Oxford University Press

English Language Teaching Global Blog


2 Comments

Assessment Literacy – the key concepts you need to know!

student filling out a test in the classroomResearch shows that the typical teacher can spend up to a third of their professional life involved in assessment-related activities (Stiggins and Conklin, 1992), yet a lack of focus on assessment literacy in initial teacher training has left many teachers feeling less than confident in this area. In this blog, we’ll be dipping our toes into some of the key concepts of language testing. If you find this interesting, be sure to sign up for my Oxford English Assessment Professional Development assessment literacy session.

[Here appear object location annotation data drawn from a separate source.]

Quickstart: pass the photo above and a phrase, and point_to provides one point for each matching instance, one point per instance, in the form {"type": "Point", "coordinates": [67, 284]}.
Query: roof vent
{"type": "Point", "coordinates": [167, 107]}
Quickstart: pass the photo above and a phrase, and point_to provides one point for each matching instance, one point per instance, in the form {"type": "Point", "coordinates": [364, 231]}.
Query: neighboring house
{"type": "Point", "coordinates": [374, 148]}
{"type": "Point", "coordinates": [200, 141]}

What is assessment literacy?

As with many terms in ELT, there are competing definitions for the term ‘assessment literacy’, but for this blog, we’re adopting Malone’s (2011) definition:

Assessment literacy is an understanding of the measurement basics related directly to classroom learning; language assessment literacy extends this definition to issues specific to language classrooms.

As you can imagine, language assessment literacy (LAL) is a huge area. For now, though, we’re going to limit ourselves to the key concepts encapsulated in ‘VRAIP’.

What’s VRAIP?

VRAIP is an abbreviation for Validity, Reliability, Authenticity, Impact and Practicality. These are key concepts in LAL and can be used as a handy checklist for evaluating language tests. Let’s take each one briefly in turn.

Validity

Face, concurrent, construct, content, criterion, predictive… the list of types of validity goes on, but at its core, validity refers to how well a test measures what it is setting out to measure. The different types of validity can help highlight different strengths and weaknesses of language tests, inform us of what test results say about the test taker, and allow us to see if a test is being misused. Take construct validity. This refers to the appropriateness of any inferences made based upon the test scores; the test itself is neither valid nor invalid. With that in mind, would you say the test in Figure 1 is a valid classroom progress test of grammar? What about a valid proficiency speaking test?

Figure 1

Student A

Ask your partner the questions about the magazine.

 

1.       What / magazine called?

2.       What / read about?

3.       How much?

 

 

Student B

Answer your partner with this information.

Teen Now Magazine

Download the Teen Now! app on your phone or tablet for all the latest music and fashion news.

Only £30 per year!

http://www.teennow.oup

Reliability

‘Reliability’ refers to consistency in measurement, and however valid a test, without reliability its results cannot be trusted. Yet ironically, there is a general distrust of statistics itself, reflected in the joke that “a statistician’s role is to turn an unwarranted assumption into a foregone conclusion”. This distrust is often rooted in a lack of appreciation of how statistics work, but it’s well within the average teacher’s ability to understand the key statistical concepts. And once you have mastered this appreciation, you are in a much stronger position to critically evaluate language tests.

Authenticity

The advent of Communicative Language Teaching in the 1970s saw a greater desire for ‘realism’ in the context of the ELT classroom, and since then the place of ‘authenticity’ has continued to be debated. A useful distinction to make is between ‘text’ authenticity and ‘task’ authenticity, the former concerning the ‘realness’ of spoken or written texts, the latter concerning the type of activity used in the test. Intuitively, it feels right to design tests based on ‘real’ texts, using tasks which closely mirror real-world activities the test taker might do in real life. However, as we will see in the Practicality section below, the ideal is rarely realised.

Impact

An English language qualification can open doors and unlock otherwise unrealisable futures. But the flip side is that a lack of such a qualification can play a gatekeeping role, potentially limiting opportunities. As Pennycook (2001) argues, the English language

‘has become one of the most powerful means of inclusion or exclusion from further education, employment and social positions’.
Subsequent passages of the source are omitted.